Gilchrist described the efforts leading up to the July 31 ruling as being “about creating space and opportunity and a path to help the wealth of all people.”
“I am proud and appreciative for the values represented in this fight, and the energy that is brought to it every single day, and I want you to continue to keep that same kind of energy in finding ways to fight for working people,” Gilchrist said, using his remarks to promote this election cycle’s Democratic candidates. “The right kind of economic future is the economic future where everybody has the confidence to know that they can thrive, and not feel like they’ve been designed out of opportunity.”
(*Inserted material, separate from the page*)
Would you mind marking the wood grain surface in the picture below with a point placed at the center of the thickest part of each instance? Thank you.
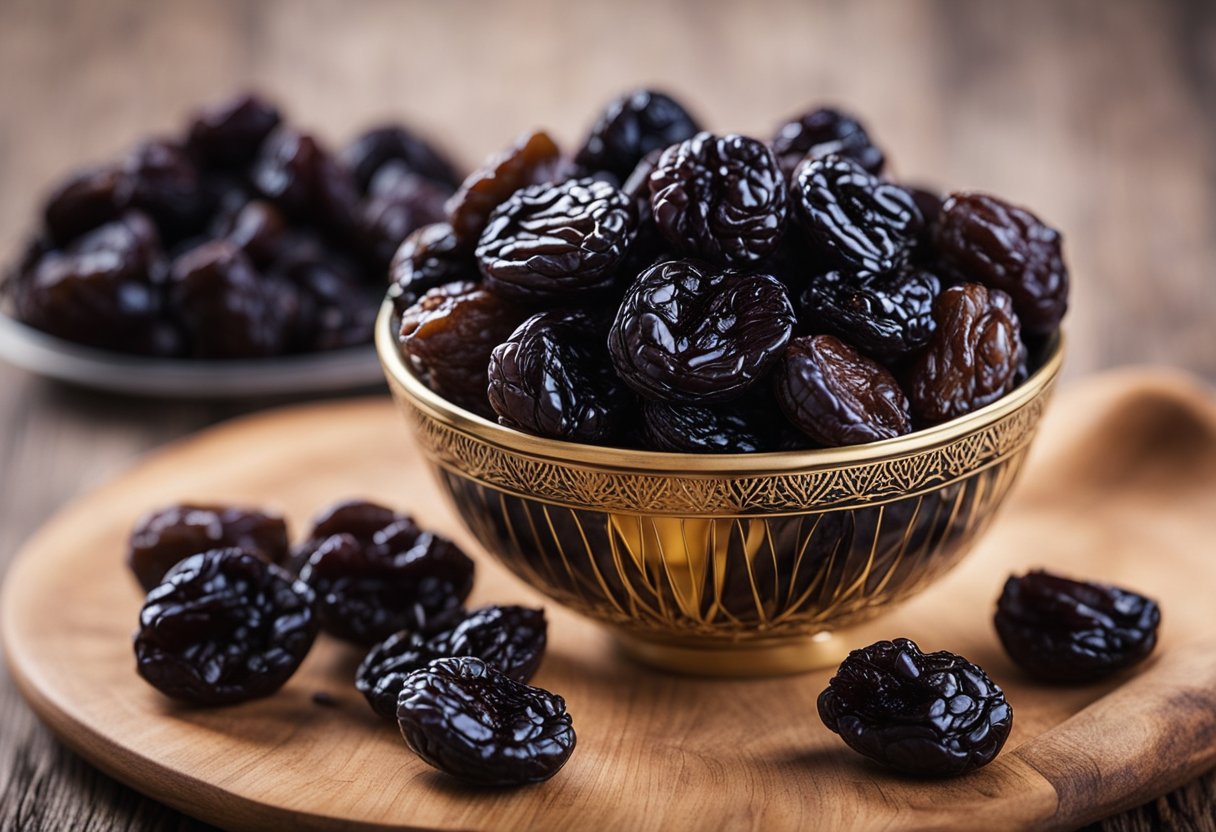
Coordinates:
(1098, 113)
(656, 751)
Gilchrist did not directly say what he anticipates the Legislature’s next move to be, nor did he detail what the Governor’s stance is on addressing the ruling. As for Bernstein, although he said he could not speak about politics or cases, he said that a fair wage gives people their dignity and “sense of pride.”
When trying to interview people after Tuesday’s event, MIRS learned that multiple attendees were from Illinois, not Michigan.
For example, MIRS spoke with 37-year-old James Simmons and 36-year-old Antonio Jackson, who were based in Chicago and wanted to talk about the national effort to increase minimum wage standards.
Jackson has worked as a professional cleaner, a dishwasher and a warehouse employee moving furniture and food shipments. Meanwhile, Simmons was a dishwasher and a cook at a country-style restaurant in Texas, which served meatloaf and cornbread.
“This right now is booming. This is the best news you can hear right now, because people will start being able to live off of what they make,” Simmons said about how out-of-state folks perceive the ruling. “If you don’t have a car, and you gotta make it to work, those Uber rides (take) your whole check, so you are basically working to make your way to work.”
However, hours after the rally, MIRS spoke with Sam McClelland, who’s worked at a Bob Evans restaurant in Madison Heights for 38 years.
She explained her restaurant already experiences slow days when she’ll be sent home before her shift ends, and she noticed her tips starting to slow down right before the COVID-19 pandemic.
After a six-hour shift Tuesday, McClelland said she probably just made minimum wage – at the present-day $10.33 per-hour rate – based on her cash tips and sub-minimum wage “because we were slow.”
“They probably would want to kick everybody out then and have nobody working there…(have) all of the managers do all of the work – half of them do already,” she said about staff shortages and employers potentially paying higher wages.
But overall, McClelland said “if it happens, it happens,” because nowadays, “people think we get more than $3 an hour, so they don’t tip anyway. So overall, it’ll probably be the same as it is.”